The safety and scientific validity of this study is the responsibility of the study sponsor and investigators. Listing a study does not mean it has been evaluated by the U.S. Federal Government. Read our disclaimer for details.
 
ClinicalTrials.gov Identifier: NCT03966157
Recruitment Status : Completed
First Posted : May 29, 2019
Last Update Posted : April 22, 2022
Sponsor:
Information provided by (Responsible Party):
Samuel Burton, MD, St. Louis University

Tracking Information
First Submitted Date  ICMJE May 22, 2019
First Posted Date  ICMJE May 29, 2019
Last Update Posted Date April 22, 2022
Actual Study Start Date  ICMJE June 19, 2019
Actual Primary Completion Date March 25, 2022   (Final data collection date for primary outcome measure)
Current Primary Outcome Measures  ICMJE
 (submitted: May 27, 2019)
Number of participants that need repeat endoscopy to replace dislodged feeding tubes, nasal bridle [ Time Frame: 12 months ]
Number of participants that need repeat endoscopy to replace dislodged feeding tubes, nasal bridle
Original Primary Outcome Measures  ICMJE Same as current
Change History
Current Secondary Outcome Measures  ICMJE Not Provided
Original Secondary Outcome Measures  ICMJE Not Provided
Current Other Pre-specified Outcome Measures Not Provided
Original Other Pre-specified Outcome Measures Not Provided
 
Descriptive Information
Brief Title  ICMJE Nasal Bridles and Repeat Endoscopic Procedures for Endoscopic Nasoenteric Tubes
Official Title  ICMJE The Role of a Nasal Bridle in the Frequency of Repeat Endoscopic Procedures for Endoscopic Naso-enteric Tube Placement
Brief Summary

In critically ill patients, nutrition is a major part of healing and recovery. In patients unable to tolerate oral feeding, nasoenteric tube feeding (a tube placed from the nose to the stomach or small intestine) provides a safe alternative for feeding. Some patients require these tubes to be placed endoscopically due to numerous patient factors including difficult anatomy, need for post-gastric feeding, among others). In patients that require endoscopically placed tubes, there is risk of perforation, infection, bleeding, aspiration, and rarely even death. In patients that have recurrent dislodgement of endoscopically placed tubes, the need for repeat endoscopy increases patient exposure to these risks. Traditional securing mechanism with adhesive tape to reduce dislodgment often fail in critically ill patients requiring patients to have repeat endoscopies to replace nasoenteric feeding tubes and subjects patients potentially to increased cumulative risks associated with each endoscopy.

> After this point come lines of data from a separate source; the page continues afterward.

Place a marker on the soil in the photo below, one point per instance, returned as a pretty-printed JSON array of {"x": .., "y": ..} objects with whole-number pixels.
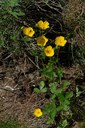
[{"x": 18, "y": 77}]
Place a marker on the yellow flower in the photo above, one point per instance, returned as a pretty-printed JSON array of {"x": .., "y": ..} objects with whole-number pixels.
[
  {"x": 28, "y": 31},
  {"x": 42, "y": 25},
  {"x": 38, "y": 112},
  {"x": 60, "y": 41},
  {"x": 49, "y": 51},
  {"x": 42, "y": 40}
]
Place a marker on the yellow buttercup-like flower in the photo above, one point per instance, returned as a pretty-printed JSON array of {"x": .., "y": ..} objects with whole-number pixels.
[
  {"x": 60, "y": 41},
  {"x": 42, "y": 40},
  {"x": 28, "y": 31},
  {"x": 42, "y": 25},
  {"x": 49, "y": 51},
  {"x": 38, "y": 112}
]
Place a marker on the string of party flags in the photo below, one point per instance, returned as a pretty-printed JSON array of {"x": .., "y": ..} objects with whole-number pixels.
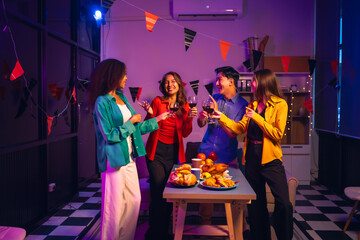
[{"x": 18, "y": 72}]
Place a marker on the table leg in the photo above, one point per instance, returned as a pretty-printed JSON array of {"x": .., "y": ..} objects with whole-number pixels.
[
  {"x": 238, "y": 214},
  {"x": 229, "y": 219},
  {"x": 180, "y": 220},
  {"x": 175, "y": 213}
]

The investigators propose to collect data for one year, the investigators will prospectively follow via chart review endoscopically placed naso-enteric tubes placed with a Standard AMT Bridle securement device and assess if there is a reduction in accidental tube removal requiring replacement endoscopically.

Detailed Description

Patients to be recruited are those who are scheduled to undergo routine upper endoscopy with nasoenteric tube placement. Patients will be randomized into two groups: control arm and device arm.

Control arm includes patients that will have nasoenteric tubes secured with standard protocol, adhesive tape. Device arm includes patients that will have nasoenteric tubes secured with Standard AMT Bridle. The nasal bridles will be placed by the endoscopist. Upper endoscopy will not be affected. Placement of nasal bridle will take 1-2 minutes after endoscopic procedure completed. No addition sedation, medication or exposure necessary.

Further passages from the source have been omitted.